Alpha-lipoic acid (ALA) is a unique antioxidant that is naturally synthesized by animals and humans. It is also found in plant foods such as spinach, potatoes, and broccoli and is often consumed as a dietary supplement to support healthy circulation and energy metabolism. It has the chemical formula C8H14O2S2.and a molecular weight of 206.3 g/mol.
Alpha-Lipoic Acid Benefits and Uses
Alpha-lipoic acid (ALA) is a well-studied antioxidant that plays a number of important functions in the body, such as promoting youthfulness and helping with energy metabolism. It is an endogenous compound – meaning the body can synthesize it on its own – and functions as a cofactor for many mitochondrial enzymatic processes. It is both water and fat soluble and can also be found in many food sources such as green vegetables and meat.
As an antioxidant, a natural substance that helps to neutralize free radicals, ALA helps to support a healthy circulatory system. Its antioxidant benefits may also support cognitive function.
Furthermore, ALA has positive effects on nutrient absorption and digestion. In fact, it works in synergy with other vitamins to convert macronutrients into the energy needed by cells to functions adequately. It may also help to restore vitamins and other essential antioxidants in the body such as glutathione.

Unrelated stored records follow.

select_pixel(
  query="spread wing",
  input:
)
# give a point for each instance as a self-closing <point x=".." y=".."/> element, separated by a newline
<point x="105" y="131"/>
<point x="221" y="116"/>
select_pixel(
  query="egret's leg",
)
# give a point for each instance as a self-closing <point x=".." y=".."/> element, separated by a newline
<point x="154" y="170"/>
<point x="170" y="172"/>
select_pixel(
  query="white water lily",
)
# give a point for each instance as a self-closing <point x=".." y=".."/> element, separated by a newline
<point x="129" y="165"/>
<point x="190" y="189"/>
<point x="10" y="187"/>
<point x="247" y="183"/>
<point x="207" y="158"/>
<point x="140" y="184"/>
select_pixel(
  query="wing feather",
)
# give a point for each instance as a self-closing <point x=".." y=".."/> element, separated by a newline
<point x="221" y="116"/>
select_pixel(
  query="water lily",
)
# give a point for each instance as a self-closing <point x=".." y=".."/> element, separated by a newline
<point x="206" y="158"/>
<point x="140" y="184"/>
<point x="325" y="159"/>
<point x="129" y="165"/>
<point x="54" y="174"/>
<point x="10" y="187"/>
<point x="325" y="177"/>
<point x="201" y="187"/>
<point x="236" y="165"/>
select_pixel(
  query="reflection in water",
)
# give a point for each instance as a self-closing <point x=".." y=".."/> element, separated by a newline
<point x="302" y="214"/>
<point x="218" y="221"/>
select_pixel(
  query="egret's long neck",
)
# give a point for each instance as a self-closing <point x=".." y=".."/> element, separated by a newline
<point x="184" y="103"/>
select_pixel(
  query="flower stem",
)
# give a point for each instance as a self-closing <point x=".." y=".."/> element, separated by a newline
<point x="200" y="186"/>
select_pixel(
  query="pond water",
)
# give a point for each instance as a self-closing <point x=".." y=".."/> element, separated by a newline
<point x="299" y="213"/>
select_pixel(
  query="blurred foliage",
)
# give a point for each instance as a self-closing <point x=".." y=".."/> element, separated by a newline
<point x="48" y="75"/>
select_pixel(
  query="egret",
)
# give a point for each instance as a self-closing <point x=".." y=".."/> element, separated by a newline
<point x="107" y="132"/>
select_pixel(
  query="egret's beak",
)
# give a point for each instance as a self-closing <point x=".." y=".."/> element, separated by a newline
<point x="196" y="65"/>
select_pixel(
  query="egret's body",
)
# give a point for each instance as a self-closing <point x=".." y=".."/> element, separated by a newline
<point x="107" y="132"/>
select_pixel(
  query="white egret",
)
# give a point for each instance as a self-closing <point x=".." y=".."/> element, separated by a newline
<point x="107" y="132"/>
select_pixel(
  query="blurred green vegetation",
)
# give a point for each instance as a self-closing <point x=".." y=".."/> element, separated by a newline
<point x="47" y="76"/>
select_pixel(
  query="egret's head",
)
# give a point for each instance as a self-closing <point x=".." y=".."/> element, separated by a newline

Alpha-lipoic acid supplements are also known by a few different names, including:
- Lipoic acid
- (R)-5-(1,2-Dithiolan-3-yl) pentanoic acid
- D-Thioctic acid
- Acetate Replacing Factor
- R-Lipoic acid
- 1,2-Dithiolane-3-pentanoic acid, (3R)
Alpha-lipoic acid supplements are considered safe for adults when used according to the recommended serving instructions. When consumed in larger servings, some people have experienced mild side effects such as nausea, flushing sensation and vertigo.
There isn’t sufficient available data to know whether ALA is safe for pregnant or breastfeeding women. Some studies have found that large amounts (2400 mg) of ALA may cause serious side effects, particularly for children, such as seizures, vomiting, and fainting. Children should avoid taking ALA.
Warning: Individuals taking medications or with certain conditions such as diabetes should consult their doctor before taking ALA as it may interfere with blood sugar levels. Those undergoing surgery should avoid taking ALA at least 2 weeks before the proceeding due to its effect on blood sugar levels. ALA may also interfere with the effectiveness of thyroid medications and may decrease Vitamin B1 (Thiamine) levels in the body. Please consult a medical professional before taking ALA to determine appropriate dosage.